On the cloud data side, the company manages manufacturing of the infrastructure end to end.
Microsoft’s first application for industry was in 2002, with enterprise resource planning software called Dynamics AX, he said. Azure IoT became available in 2016.
Also in 2016, Microsoft was invited to participate in Plattform Industrie 4.0, the German government’s initiative, Sircar said.
Microsoft co-founded the Open Manufacturing Platform (OMP) consortium with BMW. The OMP promotes a common open-data model, which is a shared data language for business and analytical applications to use.

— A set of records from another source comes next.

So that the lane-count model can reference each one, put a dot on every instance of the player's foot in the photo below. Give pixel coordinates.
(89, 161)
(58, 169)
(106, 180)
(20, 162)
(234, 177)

Amazon.com is known more for selling than manufacturing. But it makes Kindle, Echo devices and other consumer products. It also makes a large percentage of the hardware that runs its infrastructure and its own computer chips.
AWS (Amazon Web Services) rolled out an industrial line in 2020, including products and services for IoT, AI, machine learning, analytics and edge solutions.

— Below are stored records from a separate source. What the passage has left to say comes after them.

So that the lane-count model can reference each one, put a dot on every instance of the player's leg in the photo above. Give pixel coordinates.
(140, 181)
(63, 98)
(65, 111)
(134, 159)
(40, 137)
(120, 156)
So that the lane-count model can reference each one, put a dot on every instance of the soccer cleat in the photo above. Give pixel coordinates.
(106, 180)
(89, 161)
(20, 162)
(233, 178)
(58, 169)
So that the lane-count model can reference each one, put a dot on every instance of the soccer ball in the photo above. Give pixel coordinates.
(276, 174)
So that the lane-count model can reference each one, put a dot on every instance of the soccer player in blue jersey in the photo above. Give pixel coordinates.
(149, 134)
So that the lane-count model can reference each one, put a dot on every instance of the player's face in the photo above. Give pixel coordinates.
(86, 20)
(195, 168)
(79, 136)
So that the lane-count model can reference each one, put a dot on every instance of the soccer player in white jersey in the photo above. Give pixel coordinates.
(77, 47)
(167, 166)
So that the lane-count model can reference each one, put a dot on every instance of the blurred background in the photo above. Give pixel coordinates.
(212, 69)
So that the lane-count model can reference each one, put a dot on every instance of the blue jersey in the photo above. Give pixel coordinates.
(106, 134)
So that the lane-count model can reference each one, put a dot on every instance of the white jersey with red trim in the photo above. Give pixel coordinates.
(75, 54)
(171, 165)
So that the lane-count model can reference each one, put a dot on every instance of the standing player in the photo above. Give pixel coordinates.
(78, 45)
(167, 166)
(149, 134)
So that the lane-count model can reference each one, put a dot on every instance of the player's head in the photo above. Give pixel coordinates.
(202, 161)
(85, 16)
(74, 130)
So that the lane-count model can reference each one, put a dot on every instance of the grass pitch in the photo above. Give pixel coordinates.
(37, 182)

The line features “new and existing services and solutions from AWS and the AWS partner network, built specifically for [software] developers, engineers and operators at industrial sites,” said Douglas Bellin, global head of business development for smart factory and Industry 4.0. “Collectively, these bring a modular approach to allow data collection, storage, analysis and insights.”

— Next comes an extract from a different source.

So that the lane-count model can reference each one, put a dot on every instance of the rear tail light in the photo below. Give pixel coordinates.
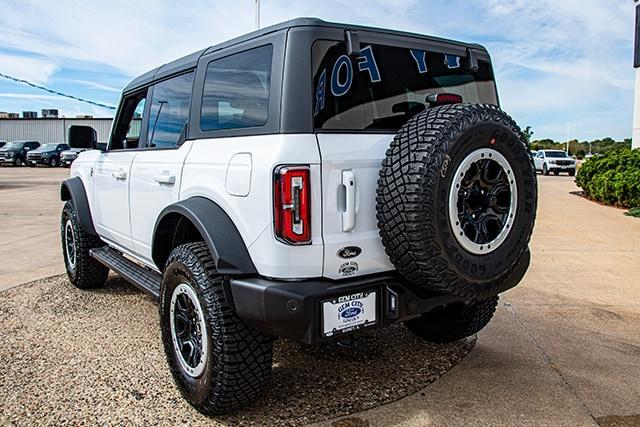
(444, 98)
(292, 204)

The process for making those would-be improvements starts early on with collecting and scrutinizing data, and AWS has figured out several ways to tame all of those “0”s and “1”s.
“If you start at the software and data level, there are more than 350 different protocols that are used in the industry,” said Bellin, who joined AWS in 2017 after longer than 10 years at Cisco.
AWS Lookout for Equipment uses historical equipment data from existing sensors, along with information from historical maintenance events, and it builds a custom machine-learning model that tracks the normal behavior patterns of that machine. When operational data deviates from the known normal, Lookout for Equipment flags the deviation to appropriate users via alerts and dashboards.
Another product, AWS IoT SiteWise, establishes a single data source by simplifying the extraction of data from databases commonly found in industrial facilities, transferring the data either locally or to the cloud, and structuring it to make it easily accessible to users and applications. The application framework allows computation of common industrial performance metrics, such as overall equipment efficiency. It also monitors operations across multiple industrial facilities, analyzes industrial equipment data, prevents costly equipment issues and reduces gaps in production.
In addition to standardizing data, another common hurdle when creating a smart factory is incorporating legacy equipment. Any machine tool equipped with a PLC will have some data to give up, but it will be minimal compared with modern machinery. In response, AWS has partners that can add the necessary hardware to track some machine parameters. It also created its own low-cost vibration and temperature sensor for rotating equipment, called Amazon Monitron.
Amazon Monitron is also a machine learning-based equipment-condition-monitoring service that enables predictive maintenance by analyzing sensor signals from industrial equipment, such as motors, pumps and gearboxes.
It is a fully managed, end-to-end system that includes sensors to capture vibration and temperature data, gateways to automatically transfer data to the AWS Cloud, and a mobile app for setup, analytics and notifications of abnormal machine behavior.
“Amazon Monitron is based on the same technology used at Amazon, leveraging over 20 years of anomaly detection experience to further improve model accuracy,” Bellin said.
With Amazon Monitron, reliability managers can start tracking equipment conditions in a matter of a few hours—without any development work or specialized training required, AWS said.
Manufacturers can use Amazon Monitron to enable predictive maintenance, monitor equipment remotely and track the condition of inaccessible equipment, Bellin added.